After Gilani’s dismissal, the judiciary indeed appears more confident and there are clear indications that the Supreme Court will further increase pressure on the beleaguered government, which seems to be fast running out of options as the opposition mounts the pressure for early elections.
One possible way out for the government is to call early elections, but this seems easier said than done. So far there has not even been an agreement between the government and the opposition on the composition of the interim set-up that could ensure free and fair polls. And even if they manage to cross this river, holding elections in this highly charged and polarised situation will be no mean challenge.
As political rivals and institutions lock horns, issues which are critical for the country are being placed on the back burner. The government has long abandoned the much-needed reforms vital for the battered economy, caught in a vortex of low growth and high inflation for the last four years. As feared by experts, the new budget 2012-13 (July-June) fails to address the structural flaws of the economy including expanding its narrow tax base, slashing the widening budget deficit which hovers at above 6.0 % in fiscal 2011-12, and reforming the energy sector and loss-making public sector enterprises which remain a huge drain on the economy.

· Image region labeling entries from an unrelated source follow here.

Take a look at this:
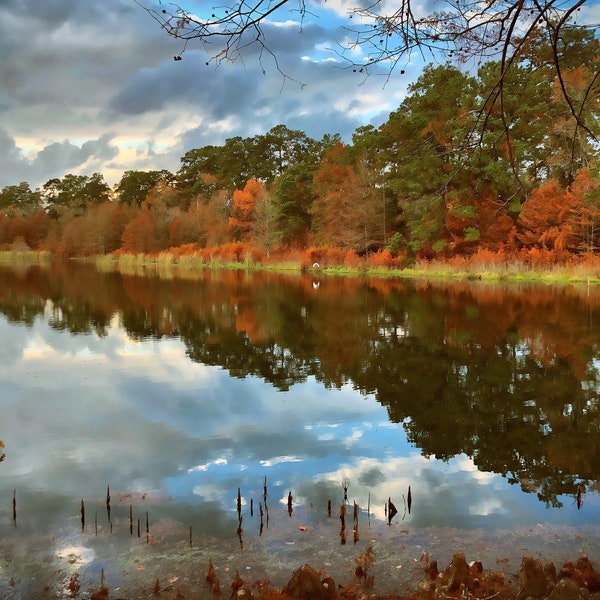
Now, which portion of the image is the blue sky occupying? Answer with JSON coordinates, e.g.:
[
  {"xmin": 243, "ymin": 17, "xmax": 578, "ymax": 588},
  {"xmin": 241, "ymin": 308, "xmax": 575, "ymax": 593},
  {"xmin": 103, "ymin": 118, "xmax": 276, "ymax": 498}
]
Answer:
[
  {"xmin": 0, "ymin": 0, "xmax": 600, "ymax": 188},
  {"xmin": 0, "ymin": 0, "xmax": 420, "ymax": 188}
]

In all the political turmoil and in the run-up to the elections, these urgent issues will have to wait to be addressed, which the country can ill afford. Simultaneously, the spectre of terrorism and extremism and the weakening writ of the state in different parts of the country pose a huge internal security challenge which is directly impacting Pakistan’s foreign relations and resulting in estranged ties not just with its neighbours, but also with the United States and other western powers. Given the government’s dismal performance on this front too, Pakistan’s future is becoming increasingly bleak. The government battles for the survival of its rule, but does so at the expense of the country.